Nell’ottica di promozione in ambito nazionale è fondamentale che sempre più atleti vengano eletti e che sia data loro al possibilità di lavorare in ambito specificatamente sportivo, magari istituendo una commissione ad hoc come per altri contesti, sì da sfruttarne le competenze al di là del colore politico.
L’esempio dell’ex CT della pallavolo Mauro Berruto, vero artefice dell’approvazione della riforma dell’art 33 Cost., non dovrà rimanere isolato.
Gli sportivi dal nome importante non devono essere strumentalizzati in campagna elettorale per attirare preferenze e poi lasciati al loro destino. Se competenti e preparati (ed alcuni lo sono) dovranno essere posti nella condizione di contribuire fattualmente ai disegni di legge e alle attività parlamentari.

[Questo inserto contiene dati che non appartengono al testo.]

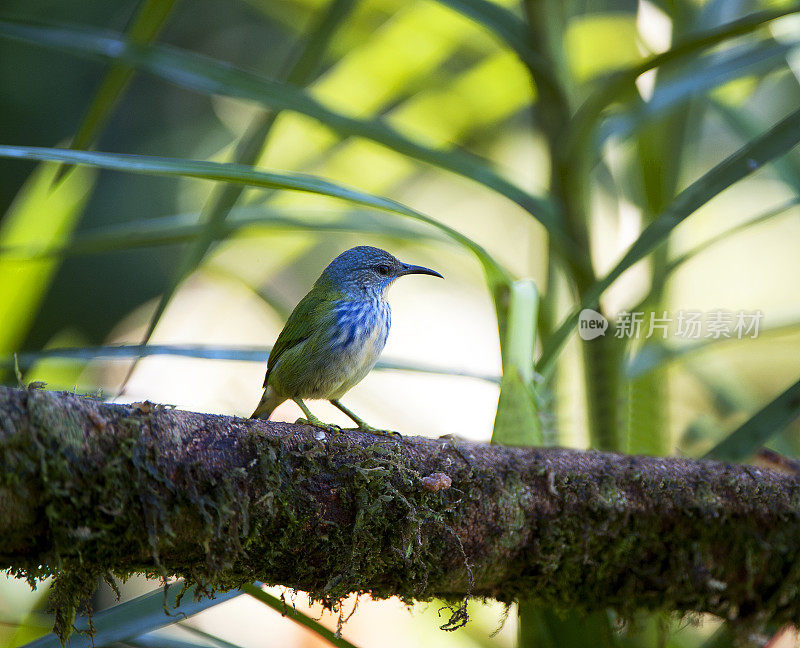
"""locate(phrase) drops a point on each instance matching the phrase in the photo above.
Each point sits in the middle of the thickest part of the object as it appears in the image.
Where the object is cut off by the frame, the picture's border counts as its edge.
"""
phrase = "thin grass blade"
(240, 174)
(780, 139)
(205, 75)
(146, 25)
(295, 615)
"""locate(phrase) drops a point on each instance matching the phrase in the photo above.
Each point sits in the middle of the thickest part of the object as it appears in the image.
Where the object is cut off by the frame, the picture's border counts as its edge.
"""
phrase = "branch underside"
(89, 489)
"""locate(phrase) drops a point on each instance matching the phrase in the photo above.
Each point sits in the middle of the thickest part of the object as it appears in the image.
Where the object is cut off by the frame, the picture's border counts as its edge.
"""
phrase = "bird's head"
(366, 272)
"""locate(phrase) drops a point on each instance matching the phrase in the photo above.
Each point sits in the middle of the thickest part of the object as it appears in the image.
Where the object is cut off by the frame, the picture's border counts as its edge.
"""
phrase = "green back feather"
(312, 314)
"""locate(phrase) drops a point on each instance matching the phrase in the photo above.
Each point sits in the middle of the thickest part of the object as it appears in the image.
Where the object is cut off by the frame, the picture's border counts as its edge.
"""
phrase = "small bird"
(335, 334)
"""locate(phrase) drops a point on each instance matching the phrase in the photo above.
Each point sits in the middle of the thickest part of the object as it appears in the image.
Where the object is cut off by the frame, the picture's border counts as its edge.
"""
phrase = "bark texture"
(89, 489)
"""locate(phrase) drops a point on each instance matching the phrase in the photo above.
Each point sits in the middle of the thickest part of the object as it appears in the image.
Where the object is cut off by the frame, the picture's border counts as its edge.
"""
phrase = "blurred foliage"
(616, 155)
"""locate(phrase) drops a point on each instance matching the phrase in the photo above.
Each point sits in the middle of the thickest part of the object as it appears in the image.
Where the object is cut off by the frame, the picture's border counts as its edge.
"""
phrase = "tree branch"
(89, 489)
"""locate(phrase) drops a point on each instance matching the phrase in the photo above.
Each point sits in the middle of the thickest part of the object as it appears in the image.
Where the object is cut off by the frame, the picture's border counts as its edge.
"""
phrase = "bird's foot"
(314, 421)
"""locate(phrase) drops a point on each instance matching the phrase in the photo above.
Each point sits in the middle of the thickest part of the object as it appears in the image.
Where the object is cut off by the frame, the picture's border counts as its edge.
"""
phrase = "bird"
(334, 335)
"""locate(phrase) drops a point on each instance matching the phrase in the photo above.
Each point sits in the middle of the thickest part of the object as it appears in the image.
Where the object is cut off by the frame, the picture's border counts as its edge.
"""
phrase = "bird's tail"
(269, 401)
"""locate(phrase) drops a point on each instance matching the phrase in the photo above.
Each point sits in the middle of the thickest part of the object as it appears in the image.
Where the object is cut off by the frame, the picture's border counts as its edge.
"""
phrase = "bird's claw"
(334, 429)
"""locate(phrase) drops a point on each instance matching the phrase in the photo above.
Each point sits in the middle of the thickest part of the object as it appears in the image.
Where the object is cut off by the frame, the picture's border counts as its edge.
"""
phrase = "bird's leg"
(362, 425)
(310, 419)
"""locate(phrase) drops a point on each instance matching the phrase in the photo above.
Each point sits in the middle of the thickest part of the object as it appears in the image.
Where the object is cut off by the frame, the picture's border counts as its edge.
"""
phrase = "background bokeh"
(86, 256)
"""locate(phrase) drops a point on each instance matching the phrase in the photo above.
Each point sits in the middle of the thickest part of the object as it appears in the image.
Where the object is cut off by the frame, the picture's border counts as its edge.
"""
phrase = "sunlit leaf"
(248, 176)
(517, 420)
(205, 75)
(240, 354)
(776, 142)
(136, 617)
(699, 78)
(146, 25)
(622, 84)
(171, 230)
(42, 215)
(760, 428)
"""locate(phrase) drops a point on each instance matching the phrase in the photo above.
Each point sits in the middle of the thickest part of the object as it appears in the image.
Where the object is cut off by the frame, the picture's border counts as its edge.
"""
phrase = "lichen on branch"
(91, 490)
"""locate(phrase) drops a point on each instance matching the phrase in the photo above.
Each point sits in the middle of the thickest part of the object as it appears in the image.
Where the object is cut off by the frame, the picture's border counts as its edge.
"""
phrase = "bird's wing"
(312, 313)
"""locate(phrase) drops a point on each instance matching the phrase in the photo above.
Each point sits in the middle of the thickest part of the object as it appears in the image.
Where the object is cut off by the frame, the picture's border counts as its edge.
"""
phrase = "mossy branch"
(89, 489)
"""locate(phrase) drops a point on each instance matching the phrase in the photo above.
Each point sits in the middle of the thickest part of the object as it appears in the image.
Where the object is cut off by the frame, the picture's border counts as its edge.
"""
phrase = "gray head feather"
(365, 272)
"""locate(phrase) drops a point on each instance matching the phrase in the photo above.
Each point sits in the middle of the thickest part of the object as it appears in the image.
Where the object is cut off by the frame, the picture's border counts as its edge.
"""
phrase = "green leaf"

Al momento, le presenze sportive in parlamento sono per di più rappresentate da presidenti federali e figure dirigenziali dei club che sfruttano la qualifica di deputato più per portare vantaggi alla loro società o alla loro posizione in ambito federale (vedasi abolizione del limite dei mandati nelle federazioni da poco approvata) che allo sport in generale.
Un salto di qualità da questo punto di vista non è più procrastinabile.
ALESSIO RUI E FILIPPO GALLI
BIO: Alessio Rui è nato e vive a San Donà di Piave-VE ove svolge la professione di avvocato. Dal 2005 collabora con la Rivista “Giustizia Sportiva”, pubblicando saggi e commenti inerenti al diritto dello sport. Appassionato e studioso di tutte le discipline sportive, riconosce al calcio una forza divulgativa senza eguali. Auspica che tutti coloro che frequentano gli ambienti calcistici siano posti nella condizione di apprendere principi ed idee che, fatte proprie, possano contribuire ad una formazione basata su metodo e coerenza, senza mai risultare ostili al cambiamento.